E qui finiamo sulla questione, molto dibattuta, della loro storicità. È ormai accettato da tutti gli studiosi laici che non sono certo testi in presa diretta, ma ci dicono quel che le prime comunità cristiane pensavano di Gesù. Ci raccontano il formarsi di una tradizione. Basta per considerarli, come lei suggerisce, una favola, un mito tale da indurre all’incredulità? E svalutare radicalmente l'insegnamento di Cristo, considerato parte integrante se non fondamento della nostra civiltà?

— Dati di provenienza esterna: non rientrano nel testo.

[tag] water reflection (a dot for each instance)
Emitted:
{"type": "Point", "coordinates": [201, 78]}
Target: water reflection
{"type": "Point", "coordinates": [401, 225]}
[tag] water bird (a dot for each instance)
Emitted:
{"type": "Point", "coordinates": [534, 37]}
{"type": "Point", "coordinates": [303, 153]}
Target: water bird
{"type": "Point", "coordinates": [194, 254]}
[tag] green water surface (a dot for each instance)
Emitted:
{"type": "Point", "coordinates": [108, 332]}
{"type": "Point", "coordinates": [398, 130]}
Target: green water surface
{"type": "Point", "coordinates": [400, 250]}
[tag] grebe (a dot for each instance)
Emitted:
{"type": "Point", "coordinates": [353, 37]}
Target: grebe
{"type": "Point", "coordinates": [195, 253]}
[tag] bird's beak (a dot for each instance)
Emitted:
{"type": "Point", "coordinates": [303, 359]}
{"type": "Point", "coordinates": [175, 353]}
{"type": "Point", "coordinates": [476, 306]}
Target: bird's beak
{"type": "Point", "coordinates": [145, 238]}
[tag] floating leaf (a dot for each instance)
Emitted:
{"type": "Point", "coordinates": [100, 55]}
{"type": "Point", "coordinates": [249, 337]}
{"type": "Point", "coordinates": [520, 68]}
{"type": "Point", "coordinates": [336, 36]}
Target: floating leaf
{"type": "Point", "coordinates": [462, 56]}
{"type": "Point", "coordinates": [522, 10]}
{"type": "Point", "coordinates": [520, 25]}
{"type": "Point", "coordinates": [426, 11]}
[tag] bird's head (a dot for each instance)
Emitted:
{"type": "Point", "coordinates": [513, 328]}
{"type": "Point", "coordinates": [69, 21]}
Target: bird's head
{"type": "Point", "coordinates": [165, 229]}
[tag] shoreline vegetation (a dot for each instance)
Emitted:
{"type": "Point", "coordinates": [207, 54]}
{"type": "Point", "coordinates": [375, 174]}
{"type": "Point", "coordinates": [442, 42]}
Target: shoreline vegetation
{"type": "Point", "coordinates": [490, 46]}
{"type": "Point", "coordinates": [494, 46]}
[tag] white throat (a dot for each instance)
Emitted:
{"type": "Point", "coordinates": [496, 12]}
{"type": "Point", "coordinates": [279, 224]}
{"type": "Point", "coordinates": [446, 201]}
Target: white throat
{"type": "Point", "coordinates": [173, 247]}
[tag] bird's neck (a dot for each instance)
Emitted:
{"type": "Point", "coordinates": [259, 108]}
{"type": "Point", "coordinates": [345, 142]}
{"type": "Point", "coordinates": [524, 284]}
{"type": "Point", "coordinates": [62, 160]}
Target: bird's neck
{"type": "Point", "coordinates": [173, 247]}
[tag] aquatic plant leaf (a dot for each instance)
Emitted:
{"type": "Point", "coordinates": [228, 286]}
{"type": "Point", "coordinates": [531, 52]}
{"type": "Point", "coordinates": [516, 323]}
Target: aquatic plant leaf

«In parte. Ci sono stati anche gli Unni e i Vandali, se è per questo. La nostra cultura cresce e si sviluppa, semmai, in opposizione al cristianesimo. Sia per quanto riguarda la scienza, sia per quanto attiene alla politica, per esempio la democrazia. In ogni caso il Gesù dei Vangeli non sembra una persona eccezionale; anzi, soprattutto in certi miracoli lascia piuttosto perplessi. Come quando se la prende con il fico che non dà frutti fuori stagione. Al di là dei miracoli, che si rifanno del resto a passi biblici, molto di quanto predica appartiene già alla tradizione ebraica. Basta leggere, sono riprese del Vecchio Testamento».
Col quale lei non è tenero. Lo definisce, «un irritante e snervante pasticcio».
«La Bibbia è piena di sciocchezze e orrori, massacri e contraddizioni».
Quindi chi ci crede è molto stupido?
«Statisticamente l'intelligenza è divisa in modo equanime. Gli stupidi non mancano».
Pensa questo degli ebrei?
«Penso male della Bibbia».
Però scrive, riferendosi al IV secolo: «Come gli ebrei di oggi, i cristiani di allora passarono presto dalla parte dei perseguitati a quella dei persecutori». Gli ebrei di oggi?
«Voglio chiarire che non sono certo antisemita: uno scienziato non può credere alle razze. Però altra cosa è l’antisionismo, come dice Noam Chomsky, il mio maestro. Il progetto dello Stato ebraico si basa sul principio che la Palestina sia stata destinata da Dio a Israele».
Theodor Hertzl, il fondatore del sionismo, era un laico.
«Non importa, il risultato è che oggi Israele è uno Stato fascista»
Partito unico, corporazioni?
«Allora diciamo di destra. Anche estrema, spesso. E imperialista. Comunque sia, sono contrario a tutte le religioni, non solo a quella ebraica. Mi interessano, e molto, dal punto di vista letterario».
Alla fine del suo libro cita l’imperatore filosofo Marco Aurelio: «Tutto ciò che è in armonia con te, o Universo, lo è pure con me». Ma l’Universo è generazione e distruzione. Non guarda in faccia nessuno. Anche Hitler poteva ritenere di vivere in armonia con l’Universo.
«Era persino vegetariano... Al di là delle battute, questo è il vero problema. Se uno non è religioso, ciò non significa che non debba avere un’etica. Ma non è il tema del mio libro; forse del prossimo».
Crede che gioverà alla sua causa?
«Lo scrivo apertamente: non voglio “sconvertire” nessuno. Lo faccio come testimonianza civile, in un momento in cui c’è una Chiesa imperante e dilagante, che fra l’altro ci costa una fortuna: 9 miliardi di euro l’anno, un terzo della Finanziaria. E la gente non lo sa».